Он знает, насколько этому человеку хочется сейчас поговорить с ним. Знает, насколько тот сейчас жаждет общения, взаимодействия, контакта с чем-то, кроме своих собственных мыслей. Он встречал уже много таких. Разных людей ломает разное, но одно неизменно: человек всегда жаждет человека. Никто в этом мире не хочет быть в одиночестве. И огромное количество тех, кто проходил через Вилли, в конце концов между тишиной камеры и чем-угодно-еще пытались выбрать то самое что угодно, пусть им было и больно, и страшно. Но главное — не в одиночестве…
— Не блевать. — Он поставил жратву около дивана, так, чтобы Штирлиц сумел дотянуться. — В сортир надо?
— Да.
Вилли кивнул, снимая нужные ключи со связки на поясе. Проводить туда, потом — обратно, ничего сложного, рутина и скука…
— Тебе здесь не скучно? — Штирлиц спросил это, уже садясь обратно на тахту и протягивая ногу на ее обычное место, чтобы на ней снова оказался застегнут браслет. Спросил как бы равнодушно, как бы ни о чем. Но Вилли почувствовал в голосе н а м е к , о котором сам Штирлиц, может быть, и не догадывался. Намек на надежду. Вдруг с ним поговорят? Вдруг скажут “да, скучно” — и сядут рядом? Подарят диалог, прикосновение, дыхание рядом — все, что бывает так ценно людям в одиночных камерах.
Вилли застегнул браслет на чужой ноге и задумчиво взял Штирлица за волосы. Тот не попытался вырваться, только вдохнул самую малость резче нужного, опираясь на руки, чтобы не упасть от наклона вперед, и смотрел в глаза снизу вверх. Равнодушие, холод, анализ. А ниже — страх. Ниже — неуверенность, надежда, вопрос. Там же голод и жажда, и боль, и ночные кошмары с бессонницей. Вилли плохо читает людей, но спустя десятилетия работы с ними понял, что бывает во всех с некоторыми исключениями. Он не умеет читать людей, нет. Но он их разочаровывающе хорошо знает.

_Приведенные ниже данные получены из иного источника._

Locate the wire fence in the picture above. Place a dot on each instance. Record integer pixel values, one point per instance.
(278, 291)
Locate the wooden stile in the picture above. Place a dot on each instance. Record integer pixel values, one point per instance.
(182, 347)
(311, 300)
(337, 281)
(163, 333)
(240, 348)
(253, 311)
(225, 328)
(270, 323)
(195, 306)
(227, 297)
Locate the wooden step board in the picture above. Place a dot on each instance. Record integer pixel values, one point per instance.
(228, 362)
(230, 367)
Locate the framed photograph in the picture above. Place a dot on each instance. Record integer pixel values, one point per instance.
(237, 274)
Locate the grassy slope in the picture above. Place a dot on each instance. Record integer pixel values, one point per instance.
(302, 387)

У Штирлица под покрасневшим глазом черная точка ожога. От этого он кажется почему-то интимно беззащитным — от этой единственной точки. Наверное, потому что только она в нем выдает слом, говорит, что ничего сейчас не в порядке и ни на что не плевать.
— Открой рот. — Равнодушно, показывая, что думает о своем.
— Для чего?
Крепкая пощечина. Вопросы здесь задает не Штирлиц. Руку жжет, Вилли трет ее об рубашку. Но Штирлицу сейчас нужен ответ, иначе действительно не откроет.
— Нужно проверить зубы.
Штирлиц вздыхает и открывает рот. Интересно, о чем он подумал — начерта зубы-то проверять? Вилли не знает, но главное — то, что сработало.

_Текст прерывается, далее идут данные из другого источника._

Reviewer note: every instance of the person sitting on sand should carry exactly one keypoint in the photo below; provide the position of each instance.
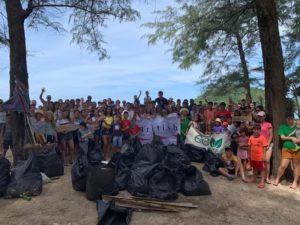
(231, 166)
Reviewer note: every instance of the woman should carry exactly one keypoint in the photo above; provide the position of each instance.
(66, 138)
(267, 132)
(107, 121)
(50, 128)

Он наклоняется ниже и плюет в чужой рот.
Штирлиц закашливается, тут же стараясь отдернуться в сторону, отстраниться — безуспешно, конечно, Вилли крепко держит его за волосы, до сих пор нигде так и не сбритые, отросшие до несуразного.
Наверное, от безысходности и непонимания, что в такой ситуации делать, Штирлиц сплевывает — на него, прямо на воротник и галстук… Ну какая же сволочь. Почему-то в голове возникает комичная сценка: Вилли сейчас плюнет в него в ответ, а Штирлиц ответит тем же, и они будут стоять, как две альпаки, и обмениваться плевками… Глупо. Глупо и абсурдно. Поэтому Вилли вздыхает и вместо того, чтобы снова плюнуть, с силой и резко бьет в чужой живот. Равнодушно, с немым удовлетворением наблюдает за тем, как Штирлиц охает, сгибаясь пополам, и бьет снова — коленом об нос. Технически, это не слишком сильно нарушит приказ группенфюрера, да и необходимо по своей сути: несоблюдение субординации должно быть наказуемо…
Вилли молчит, улыбаясь, как-то заторможенно и для самого себя странно глядя на Штирлица, находящегося по сути в его руках. Снова дергает за чужие волосы, заставляя сесть прямо. Молчит. И снова дает пощечину — резко, сильно. Ему нравится видеть отпечаток ладони на чужом лице, нравится, как Штирлиц не издает ни звука, когда его голову безвольно откидывает в сторону. Нет, Гиммлер бы так не смог. Для этого нужна та смелость и та честь, которой у Гиммлера никогда не было, что бы не заявляли пропагандистские каналы.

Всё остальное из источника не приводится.